# Was kommt nach Direct X 11? Neuigkeiten scheinbar noch im September von Microsoft:



## Rollora (12. September 2011)

Direct X 11 ist nun seit 2 Jahren eine API die unsere Spiele noch schöner und das Spieldesign einfacher machen soll. Die Hardware ist da, die API samt SDK natürlich auch, was fehlt sind bislang Spiele die von Grund auf, auf diese API setzen und somit erstmals zeigen ob es wirklich einen großen Unterschied zu DirectX9 gibt.

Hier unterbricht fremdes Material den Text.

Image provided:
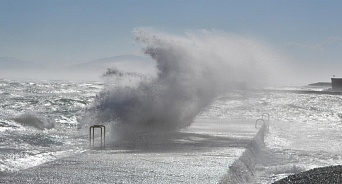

Doch während sich Direct X 11 noch nicht annähernd durchsetzen konnte, warten viele schon gespannt auf den Nachfolger. Nicht etwa, weil er schon nötig wäre, aber weil man halt neugierig ist, was die Zukunft so bringt. Direct X11.1 wird auf Intel Folien erwähnt, Direct X12 von manchen Usern in den Mund genommen. Wird es erweiterte Shader gaben, neue Lichtberechnungsmethoden ermöglichen oder eine Physik API beinhalten bzw. fixed functions für die Physik haben?

Scheinbar erfahren wir dies früher als erwartet: Eventuell morgen, am 13. September schon. Denn Microsoft plant scheinbar, Details über die weitere Direct X weiterentwicklung auf der BUILD Konferenz herauszugeben, welche zwischen 13. und 16. September stattfindet. Seit also gespannt 

Der Originaltext der News:


> If you are patiently waiting for more details about the upcoming  DirectX release, possibly DirectX 11.1 or 12, then we have some good  news for you. When asked to provide an update on DirectX 11 development in MSDN  forums, Microsoft’s Chuck Walbourn has revealed that the software giants  plans to announce more details around the time of BUILD conference (September 13-16), previously known as Professional Developers Conference or PDC.
> 
> "We have nothing to announce at this time. There should be more information available around the BUILD conference in September."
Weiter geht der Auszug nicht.